Peter Jackson Talks Unanswered Questions And Eccentric Dwarves On The Set Of The Hobbit
It took so long to get The Hobbit happening. There were all the problems and all the ins and outs. When did it become apparent to you that so many things seemed to be pointing to you coming back to the director's chair? When did it become apparent to you in your heart that you would come back to it? And what made you want to ultimately do it?
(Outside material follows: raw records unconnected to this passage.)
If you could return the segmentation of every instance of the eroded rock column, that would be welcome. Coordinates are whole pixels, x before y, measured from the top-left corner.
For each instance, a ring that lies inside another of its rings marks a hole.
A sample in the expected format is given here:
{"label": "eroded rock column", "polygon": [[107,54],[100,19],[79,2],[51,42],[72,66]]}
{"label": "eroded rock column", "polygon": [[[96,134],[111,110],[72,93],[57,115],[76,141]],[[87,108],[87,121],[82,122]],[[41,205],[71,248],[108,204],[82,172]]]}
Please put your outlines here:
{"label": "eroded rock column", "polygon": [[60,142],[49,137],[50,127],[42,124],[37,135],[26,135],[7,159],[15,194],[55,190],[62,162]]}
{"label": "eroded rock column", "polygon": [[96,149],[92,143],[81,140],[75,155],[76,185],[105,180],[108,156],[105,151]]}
When Guillermo [del Toro] left it was a surprise, although, we sort of felt that the whole MGM situation that was happening at that time was a blur in my mind now, it was so long ago, but when they were nearly going bankrupt and they couldn't-- Warners were trying to do it without MGM and they wouldn't do that. It was a situation where it looked like-- When Guillermo left we didn't have a green light and we didn't have a movie, and so it was freewheeling, in a sense, for at least two, maybe three months after he left we really-- I was there as a caretaker, but it wasn't like anything much could be done 'cause there was no budget, there was nothing really. We didn't know what was going to happen with MGM. But we were working on the script with Fran [Walsh] and Phil [Boyens] and Guillermo for a period of time beforehand. We were starting to work up the characters and so I was beginning to get connected to the material quite well.
I never wanted to do The Hobbit in the first place 'cause the idea of having an ensemble of thirteen dwarves terrified me and I thought, well, it's going to be much more interesting to have another filmmaker dealing with that I'll just go with it and see what happens. I thought it was a nightmare that I thought would be much more interesting to see what somebody else did with it, but the weird thing with this is that having ended up where I am, the fact that there's thirteen dwarves in it is the great joy of the movie. I've actually swung a 180 degrees round now. It's like I suddenly think, "Wow, this movie is really cool because of all these characters, these eccentric dwarves." And we've given each of them personalities and things and they are very much the heart of the story. Bilbo is the soul of the story, but the dwarves and their wanting to reclaim their homeland is very much the heart of the story. I like these guys now. Actually I'm pleased it ended up the way it did.
In The Hobbit, Tolkien is really exploring these ideas of modern versus ancient views of heroism. Is that something that you're exploring here? Is this a search for heroes, because we have Bilbo who is going to move into the next story, and Legolas who is going to make the move into the next story, and Thorin who doesn't make the move into the next story, and are we going to have this idea of what makes heroes and what makes successful heroes versus unsuccessful heroes?
The book has some of those themes. Thorin is very much an anti-hero in some respects. He's become so obsessed with what he believes to be the right thing that he crosses a boundary in way, with the dragon sickness and things. So he is an interesting character, and Bilbo-- The Hobbits are always the greatest heroes 'cause they're us, they're the unlikely hero who is thrust into this incredible danger and they have no choice but to get the goodness within themselves and the strength within themselves and try to survive and get through it, so they're always the most interesting heroes. They're not flawed, they're just unlikely heroes. They're not the sort of person you would really think would be able to take on a dragon, but when you see them actually doing that, I find that sort of heroism in films really interesting. Legolas is just a hero. I don't identify myself with Legolas that much. Just go and let Orlando do his thing and it's great for the movie. It's good.